Vous avez bien lu: «une Légion d’honneur, que le récipiendaire n’avait rien fait pour mériter»! D’abord, il convient de rappeler que le patron du contre-espionnage marocain n’a pas demandé à la France de lui octroyer la Légion d’honneur. Il a des occupations autrement plus graves que de chercher à collecter des médailles. Ensuite, Abdellatif Hammouchi a pour mission de veiller sur la sécurité intérieure du Maroc. Son homologue français n’est pas en charge de la DGSE (service français d’espionnage à l’extérieur), mais de la sécurité sur le territoire français: la DGSI. Or un épisode particulier montre à quel point la collaboration est efficace entre la DGST marocaine et la DGSI française.

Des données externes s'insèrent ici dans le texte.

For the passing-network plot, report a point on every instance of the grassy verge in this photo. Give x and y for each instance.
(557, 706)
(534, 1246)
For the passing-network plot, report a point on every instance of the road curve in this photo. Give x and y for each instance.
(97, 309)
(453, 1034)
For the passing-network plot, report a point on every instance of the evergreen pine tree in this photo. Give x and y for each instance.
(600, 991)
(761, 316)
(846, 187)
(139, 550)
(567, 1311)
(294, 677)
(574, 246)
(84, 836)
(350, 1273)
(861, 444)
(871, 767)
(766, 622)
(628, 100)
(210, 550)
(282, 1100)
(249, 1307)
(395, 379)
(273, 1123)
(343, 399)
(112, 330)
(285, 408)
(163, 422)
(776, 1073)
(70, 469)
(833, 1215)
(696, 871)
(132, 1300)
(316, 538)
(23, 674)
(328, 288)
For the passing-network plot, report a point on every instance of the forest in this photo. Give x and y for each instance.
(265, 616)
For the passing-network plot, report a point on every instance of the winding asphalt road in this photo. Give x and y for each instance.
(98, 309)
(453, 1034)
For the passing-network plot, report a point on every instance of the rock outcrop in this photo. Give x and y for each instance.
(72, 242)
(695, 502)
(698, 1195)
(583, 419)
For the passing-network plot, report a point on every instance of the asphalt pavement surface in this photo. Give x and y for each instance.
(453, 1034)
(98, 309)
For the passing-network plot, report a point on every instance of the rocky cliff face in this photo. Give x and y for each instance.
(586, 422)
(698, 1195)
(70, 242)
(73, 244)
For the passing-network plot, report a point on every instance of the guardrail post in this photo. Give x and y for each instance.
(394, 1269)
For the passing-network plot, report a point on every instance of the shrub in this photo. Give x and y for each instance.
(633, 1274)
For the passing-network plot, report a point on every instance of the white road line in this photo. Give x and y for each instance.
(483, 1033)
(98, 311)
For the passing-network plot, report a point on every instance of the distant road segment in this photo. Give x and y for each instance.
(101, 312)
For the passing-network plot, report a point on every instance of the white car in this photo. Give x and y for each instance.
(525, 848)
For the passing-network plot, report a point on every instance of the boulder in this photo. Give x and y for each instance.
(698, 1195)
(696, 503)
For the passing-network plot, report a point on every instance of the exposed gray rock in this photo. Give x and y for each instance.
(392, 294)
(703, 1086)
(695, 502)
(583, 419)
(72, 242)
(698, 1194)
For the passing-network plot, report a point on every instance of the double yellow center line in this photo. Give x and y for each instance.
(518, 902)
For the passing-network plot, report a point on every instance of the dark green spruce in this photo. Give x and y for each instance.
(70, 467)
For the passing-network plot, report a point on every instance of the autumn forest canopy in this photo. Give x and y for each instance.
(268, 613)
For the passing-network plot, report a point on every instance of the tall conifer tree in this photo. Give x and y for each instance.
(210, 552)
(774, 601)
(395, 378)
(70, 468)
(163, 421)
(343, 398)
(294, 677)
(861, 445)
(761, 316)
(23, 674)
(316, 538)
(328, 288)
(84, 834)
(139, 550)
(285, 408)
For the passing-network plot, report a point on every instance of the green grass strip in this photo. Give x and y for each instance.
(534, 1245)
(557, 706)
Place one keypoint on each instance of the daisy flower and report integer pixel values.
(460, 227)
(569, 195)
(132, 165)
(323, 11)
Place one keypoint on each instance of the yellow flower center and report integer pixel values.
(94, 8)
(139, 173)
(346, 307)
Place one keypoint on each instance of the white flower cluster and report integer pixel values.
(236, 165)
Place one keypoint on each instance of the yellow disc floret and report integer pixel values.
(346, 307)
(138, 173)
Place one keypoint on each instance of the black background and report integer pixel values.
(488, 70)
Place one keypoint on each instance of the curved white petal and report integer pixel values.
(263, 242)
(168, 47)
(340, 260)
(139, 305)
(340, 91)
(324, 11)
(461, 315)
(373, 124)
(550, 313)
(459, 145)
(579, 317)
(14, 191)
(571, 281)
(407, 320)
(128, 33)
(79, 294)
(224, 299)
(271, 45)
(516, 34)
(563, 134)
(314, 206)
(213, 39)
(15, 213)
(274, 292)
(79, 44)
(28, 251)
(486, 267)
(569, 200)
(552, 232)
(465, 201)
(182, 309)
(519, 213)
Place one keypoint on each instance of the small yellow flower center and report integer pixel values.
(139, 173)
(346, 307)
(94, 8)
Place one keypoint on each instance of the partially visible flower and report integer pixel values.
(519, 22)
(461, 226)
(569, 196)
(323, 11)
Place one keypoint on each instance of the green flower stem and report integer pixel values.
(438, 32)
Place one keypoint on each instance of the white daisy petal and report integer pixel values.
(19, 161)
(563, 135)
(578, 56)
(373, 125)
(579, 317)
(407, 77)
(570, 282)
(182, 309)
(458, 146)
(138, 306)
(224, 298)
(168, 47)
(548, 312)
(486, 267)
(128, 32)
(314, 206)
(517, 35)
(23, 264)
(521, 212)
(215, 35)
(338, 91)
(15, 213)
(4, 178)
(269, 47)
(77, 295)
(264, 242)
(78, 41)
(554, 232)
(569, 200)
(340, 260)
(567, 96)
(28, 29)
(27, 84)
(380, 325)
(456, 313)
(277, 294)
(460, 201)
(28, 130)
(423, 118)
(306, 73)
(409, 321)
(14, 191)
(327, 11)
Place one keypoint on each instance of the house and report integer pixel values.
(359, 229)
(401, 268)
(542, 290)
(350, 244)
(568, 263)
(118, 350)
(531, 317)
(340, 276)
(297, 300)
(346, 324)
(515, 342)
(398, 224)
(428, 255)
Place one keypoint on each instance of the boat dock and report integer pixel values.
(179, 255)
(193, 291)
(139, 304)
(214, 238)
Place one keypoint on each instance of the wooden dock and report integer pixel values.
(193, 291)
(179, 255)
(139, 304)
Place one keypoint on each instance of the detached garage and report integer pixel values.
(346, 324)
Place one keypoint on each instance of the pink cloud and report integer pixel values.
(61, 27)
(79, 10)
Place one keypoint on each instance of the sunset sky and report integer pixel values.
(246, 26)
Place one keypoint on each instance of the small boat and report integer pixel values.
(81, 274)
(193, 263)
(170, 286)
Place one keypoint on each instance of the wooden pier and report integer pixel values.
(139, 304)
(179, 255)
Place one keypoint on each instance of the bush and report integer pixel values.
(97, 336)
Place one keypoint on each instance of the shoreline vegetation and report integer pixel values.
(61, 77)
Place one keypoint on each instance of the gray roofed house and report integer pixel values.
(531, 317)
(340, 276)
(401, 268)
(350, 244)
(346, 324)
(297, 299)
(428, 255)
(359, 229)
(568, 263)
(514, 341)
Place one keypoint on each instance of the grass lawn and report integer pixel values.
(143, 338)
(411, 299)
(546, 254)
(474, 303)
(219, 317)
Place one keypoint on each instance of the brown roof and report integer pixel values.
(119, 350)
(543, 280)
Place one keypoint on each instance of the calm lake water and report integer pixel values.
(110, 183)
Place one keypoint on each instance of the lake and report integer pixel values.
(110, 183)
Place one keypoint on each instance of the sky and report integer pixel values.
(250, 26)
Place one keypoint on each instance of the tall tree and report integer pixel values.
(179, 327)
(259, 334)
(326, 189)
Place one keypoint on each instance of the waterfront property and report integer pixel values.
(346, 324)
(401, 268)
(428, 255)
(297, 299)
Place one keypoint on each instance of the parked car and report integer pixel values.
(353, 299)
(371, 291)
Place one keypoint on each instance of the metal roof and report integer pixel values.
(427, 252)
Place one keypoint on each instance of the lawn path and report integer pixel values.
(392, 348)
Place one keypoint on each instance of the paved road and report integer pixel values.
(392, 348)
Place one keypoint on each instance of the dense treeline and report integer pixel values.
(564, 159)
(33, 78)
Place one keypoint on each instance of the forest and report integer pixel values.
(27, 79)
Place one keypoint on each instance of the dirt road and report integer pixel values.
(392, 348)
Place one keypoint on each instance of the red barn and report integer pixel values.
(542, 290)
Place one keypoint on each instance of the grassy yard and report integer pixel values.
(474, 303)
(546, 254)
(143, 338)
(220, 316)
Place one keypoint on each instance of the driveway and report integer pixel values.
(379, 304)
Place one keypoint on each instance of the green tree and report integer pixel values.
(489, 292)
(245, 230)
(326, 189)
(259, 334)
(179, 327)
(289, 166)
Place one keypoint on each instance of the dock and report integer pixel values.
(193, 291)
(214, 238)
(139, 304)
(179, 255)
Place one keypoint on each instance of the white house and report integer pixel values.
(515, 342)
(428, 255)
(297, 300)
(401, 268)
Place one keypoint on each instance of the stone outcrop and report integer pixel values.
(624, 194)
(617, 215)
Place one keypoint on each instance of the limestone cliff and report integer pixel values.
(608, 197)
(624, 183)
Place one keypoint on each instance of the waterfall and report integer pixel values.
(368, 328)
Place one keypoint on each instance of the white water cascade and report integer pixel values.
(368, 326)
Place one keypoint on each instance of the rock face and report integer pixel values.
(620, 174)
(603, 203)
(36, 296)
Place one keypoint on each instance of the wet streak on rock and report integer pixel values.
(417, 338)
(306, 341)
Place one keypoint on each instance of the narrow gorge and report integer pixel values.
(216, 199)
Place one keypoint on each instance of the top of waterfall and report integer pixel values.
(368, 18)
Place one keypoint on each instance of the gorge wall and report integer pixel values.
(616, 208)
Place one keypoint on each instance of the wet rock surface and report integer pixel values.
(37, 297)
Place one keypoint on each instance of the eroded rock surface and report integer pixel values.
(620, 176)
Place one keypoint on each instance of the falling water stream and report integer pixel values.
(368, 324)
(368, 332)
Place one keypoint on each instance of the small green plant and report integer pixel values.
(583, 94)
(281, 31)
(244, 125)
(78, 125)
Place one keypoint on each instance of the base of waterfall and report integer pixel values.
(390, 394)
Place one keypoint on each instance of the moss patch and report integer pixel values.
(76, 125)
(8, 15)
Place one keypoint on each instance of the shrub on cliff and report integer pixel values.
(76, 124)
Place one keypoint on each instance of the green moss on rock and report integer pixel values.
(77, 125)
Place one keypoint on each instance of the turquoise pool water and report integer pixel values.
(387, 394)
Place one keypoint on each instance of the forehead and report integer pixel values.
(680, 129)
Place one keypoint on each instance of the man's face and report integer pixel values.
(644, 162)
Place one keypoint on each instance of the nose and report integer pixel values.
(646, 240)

Rappelons-nous des attentats terribles qui ont frappé la France cette nuit du 13 novembre 2015. Le chef de file de ces attentats, qui ont fait 129 morts et 300 blessés, est Abdelhamid Abaaoud. C’est l’homme le plus recherché en France, et pour cause: il était toujours en cavale et menaçait de perpétrer d’autres attentats. Sur la base d’un renseignement fourni par les services de Abdellatif Hammouchi, comprenant le numéro de téléphone, les coordonnées électroniques et le portrait photographique de Hasna Ait Boulahcen, cousine d’Abdelhamid Abaaoud, la DGSI a pu remonter jusqu’à l’appartenant de Saint-Denis où se cachaient Abaaoud et ses complices. On connaît la suite: un assaut est lancé le 18 novembre. Il s’est soldé par la neutralisation des terroristes.

Aussitôt cet assaut terminé, Patrick Calvar, patron de la DGSI à cette époque, a appelé à l’aube son homologue marocain, Abdellatif Hammouchi pour lui dire en substance: «mille mercis, tu as sauvé la France!», a appris le360 de sources sûres. Bernard Bajolet penserait-il donc qu’un homme qui a évité un autre carnage à la France ne mériterait pas la Légion d’honneur?

Il est étonnant d’ailleurs que l’ancien patron de la DGSE ne fasse aucune allusion, dans son livre, au rôle des services marocains dans la neutralisation du commando qui avait trouvé refuge dans cet appartement de Saint-Denis. Ce rôle avait pourtant été reconnu par François Hollande, alors président de la république française: il avait salué, dans un communiqué à l’issue d’un entretien avec le roi Mohammed VI, le 20 novembre 2015 à l’Elysée, «l’assistance efficace apportée par le Maroc» à la suite des attentats de Paris.

Quelle mouche a donc piqué l’ex-patron de la DGSE?Le propos de l’ex-patron de la DGSE ne s’est à l’évidence basé sur aucune donnée objective. A-t-il donc un compte personnel à régler avec Abdellatif Hammouchi? De quel droit se permet-il de juger un haut responsable marocain? De source sûre, nous avons appris qu’après l’incident de la résidence de l’ambassadeur du Maroc en France, Bernard Bajolet avait cherché à rencontrer Abdellatif Hammouchi qui lui avait opposé une fin de non-recevoir.

Visiblement, Bernard Bajolet digère mal le caractère souverain et déterminé avec lequel le Royaume du Maroc a fait face à la convocation, au mépris de tous les us diplomatiques, de l’un de ses hauts responsables. Il fait partie de cette arrière-garde de la France qui n’a pas réussi à digérer sa déconvenue, mais qui a fini par comprendre, à travers cette affaire, qu’il existe un Maroc des braves qui l’obligent à courber l’échine.

Quant au rôle des services marocains dans leur lutte contre le terrorisme et leur collaboration avec des pays étrangers, celui-ci fait souvent l’objet de louanges de très nombreux pays européens, africains, américains et asiatiques. En sa qualité d’ancien chef des services français d’espionnage, Bernard Bajolet devrait pourtant bien le savoir.